I decided to republish this post from a few year ago after hearing that EE Times had parted way with its editor-in-chief Dylan McGrath and the extraordinary journalist Rick Merritt who had been at the publication for nearly 20 years.
For those of us in communications who toil in the semiconductor sector, it’s a downer. I’ve always thought of EE Times as the bible for engineers, a perception cemented in my brain in the 1990s when carrying one week’s issue provided a form of weight lifting. I don’t know what the record page count was, but it had to be over 300 pages and in tabloid form no less.
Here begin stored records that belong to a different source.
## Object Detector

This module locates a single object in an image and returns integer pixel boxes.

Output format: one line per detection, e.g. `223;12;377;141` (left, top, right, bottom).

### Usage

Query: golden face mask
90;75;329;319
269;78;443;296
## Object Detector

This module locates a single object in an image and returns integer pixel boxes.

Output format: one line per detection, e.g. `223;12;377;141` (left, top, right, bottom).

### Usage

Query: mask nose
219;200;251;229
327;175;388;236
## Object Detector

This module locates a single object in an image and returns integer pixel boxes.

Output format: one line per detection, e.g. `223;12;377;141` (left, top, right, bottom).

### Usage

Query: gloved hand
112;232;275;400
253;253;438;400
I figured back in 2012 times would get tough for EE Times.
I’m sorry I was right.
Word has circulated through the grapevine that EE Times has experienced yet another staff reduction.
At least the move comes at a time when companies including those in the semiconductor industry have got the content marketing religion. For journalists open to exploring gigs outside the traditional media, they’ll find options.
But what about EE Times?
What’s the economic prognosis for the book?
If I can sum it up one word, notsogood.
I hate saying this because I’m a fan of EE Times and the journalists who have put their hearts and souls into building a quality product.
Roughly 18 months ago Junko Yoshida, EIC at the time, was good enough to speak at one of our Silicon Valley Lunch Buckets about the publication’s change of direction to cultivate a greater sense of community. She shared the chart below which showed that reader engagement was trending in the right direction.
But the publication never seemed to get over the hump financially, even though it’s still viewed today as the No. 1 media property by most engineers.
We all recognize the Internet has swung a wrecking ball through the publishing industry sending the carnage every which way.
Yet, new media properties are surfacing on a regular basis, some achieving economic viability in a relatively short period of time.
What gives, and why hasn’t EE Times been able to capitalize on Internet economics?
I have a theory.
When the audience skews to an under-35 demographic, there’s a Web-savvy publisher applying clever ways to engage and make money. I’m not just talking about properties focused on social media and startups like TechCrunch. The same dynamic also plays out in seemingly niche areas as well.
Take Lifehacker, which appeals to the inner geek.
70 percent of Lifehacker’s 4 million readers sit between 18 and 34 years old.
Lifehacker’s advertising function even put together a positioning chart with age on the horizontal axis.
A media property like Lifehacker can reach these types of numbers by emphasizing programming and apps which in turn brings in the younger demographic.
Back to EE Times, its target engineers skew on the older side which leaves the suits in an impossible place: they can’t make money with print – which they ditched years ago – but the audience won’t “fully” engage online where they can be monetized.
UBM must feel like they’re watching grass grow as they wait for a favorable demographic.
Being my mid 50’s, it pains me to say there’s a killer media property waiting to be launched that says, “Forget the old guys (and gals), we’re targeting young engineers (under 35).”
I’m hoping UBM does this.
I’m convinced someone will because the importance of engineers, what they think and what they buy has only increased in this world gone digital.